Even after we moved, our wounds remained raw. One day we were driving down the freeway, and we saw a missile climb through the sky, then explode in a cloud of dazzling silver dust. It must have been a test launch for a satellite or something, but we were sure it was our last moment. I turned to face her, and we said our goodbyes. Strangely, no one else on the road seemed to notice or care. Fortunately, I didn’t crash the car.
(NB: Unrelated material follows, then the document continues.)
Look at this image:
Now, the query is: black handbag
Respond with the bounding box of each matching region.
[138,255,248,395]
Another time, I was in the laundromat in Hollywood. A large woman was wearing an XXL t-shirt with an image of the towers wrapped in a red, white and blue ribbon, and the legend “We will never forget.” I approached her. “What won’t you forget?” I demanded. She didn’t know what I was talking about. “I was there,” I insisted. “I’m the one who will never forget. You saw it on television. You weren’t there!” She seemed taken aback, but she stood her ground. “I wear this shirt because my son is a volunteer fireman,” she told me. Well, ok. That made sense, I guess.
I’ve tried not to linger on the memories, and to let my anger go. At first, I had fantasies about physically torturing Osama Bin Laden for what he’d done to my city, to my life. But by the time he was assassinated in his luxury hiding hole, I felt nothing. No victory, no vindication. Maybe just a little more morose than usual.
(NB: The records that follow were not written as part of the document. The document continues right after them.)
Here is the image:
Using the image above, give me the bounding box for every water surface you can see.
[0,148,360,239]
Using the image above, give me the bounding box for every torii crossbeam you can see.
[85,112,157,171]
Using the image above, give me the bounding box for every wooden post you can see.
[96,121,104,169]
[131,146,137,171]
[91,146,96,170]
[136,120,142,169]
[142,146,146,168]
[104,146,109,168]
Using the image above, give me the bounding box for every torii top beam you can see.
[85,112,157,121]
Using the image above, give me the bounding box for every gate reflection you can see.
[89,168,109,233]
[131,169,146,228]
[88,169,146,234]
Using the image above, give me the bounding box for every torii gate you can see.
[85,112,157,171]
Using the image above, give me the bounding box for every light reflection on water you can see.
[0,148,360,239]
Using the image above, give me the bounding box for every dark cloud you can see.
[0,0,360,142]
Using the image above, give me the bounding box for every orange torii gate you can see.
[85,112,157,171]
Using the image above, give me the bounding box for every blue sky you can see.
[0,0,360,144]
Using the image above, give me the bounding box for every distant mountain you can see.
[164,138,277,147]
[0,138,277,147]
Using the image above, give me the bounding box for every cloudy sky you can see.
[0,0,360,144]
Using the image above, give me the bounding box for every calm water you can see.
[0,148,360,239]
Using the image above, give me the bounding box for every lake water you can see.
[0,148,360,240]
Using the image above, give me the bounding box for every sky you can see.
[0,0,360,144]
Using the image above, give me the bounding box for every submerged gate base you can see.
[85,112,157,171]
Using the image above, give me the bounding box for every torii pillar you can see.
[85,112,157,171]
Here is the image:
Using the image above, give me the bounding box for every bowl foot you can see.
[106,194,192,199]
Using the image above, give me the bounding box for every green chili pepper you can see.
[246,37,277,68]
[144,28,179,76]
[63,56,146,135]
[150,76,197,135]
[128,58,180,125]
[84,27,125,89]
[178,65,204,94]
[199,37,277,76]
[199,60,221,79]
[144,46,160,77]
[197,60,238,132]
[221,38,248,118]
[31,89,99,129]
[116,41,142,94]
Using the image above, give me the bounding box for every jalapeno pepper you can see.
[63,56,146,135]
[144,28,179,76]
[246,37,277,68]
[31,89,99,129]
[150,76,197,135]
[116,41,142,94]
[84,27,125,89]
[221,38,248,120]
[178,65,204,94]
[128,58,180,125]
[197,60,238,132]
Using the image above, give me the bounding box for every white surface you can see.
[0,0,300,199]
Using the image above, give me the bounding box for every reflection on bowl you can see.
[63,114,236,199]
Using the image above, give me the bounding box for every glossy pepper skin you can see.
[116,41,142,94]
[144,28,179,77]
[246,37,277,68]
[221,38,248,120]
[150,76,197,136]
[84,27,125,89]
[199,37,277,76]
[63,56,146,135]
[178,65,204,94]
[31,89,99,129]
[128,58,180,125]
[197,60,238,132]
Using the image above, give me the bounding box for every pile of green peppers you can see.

The music probably helped. A week or two after the attacks, I wrote a song called “Can You Tell,” kind of a journalistic description of the events. I played it with Brave New Girl while we were still in NYC, and then we played it a bunch with Dubistry in Los Angeles. We finally recorded it this week, to get it out in time for the anniversary. I also wrote a song a few years later called “Windows on the World,” which was the name of the restaurant at the top of one of the towers. Dunia and I used to go swing dancing there in the late ‘90s.
Now I have two kids, who have never known any world but the post-attack world. They’ve lived in New York, taken the Governor’s Island ferry and played on the Brooklyn promenade but never seen the towers grace the lower Manhattan skyline. This morning, Dunia and I told Simon, who is 7, a condensed version of the story. He listened dutifully, but without much interest or concern. He would have been equally interested to hear about WWII or the Civil War. Somehow that comforts me. Afterwards, I held him in my arms as long as he would let me. “I’m glad I survived,” I told him. “Because otherwise I wouldn’t have had you” I think he knew what I meant.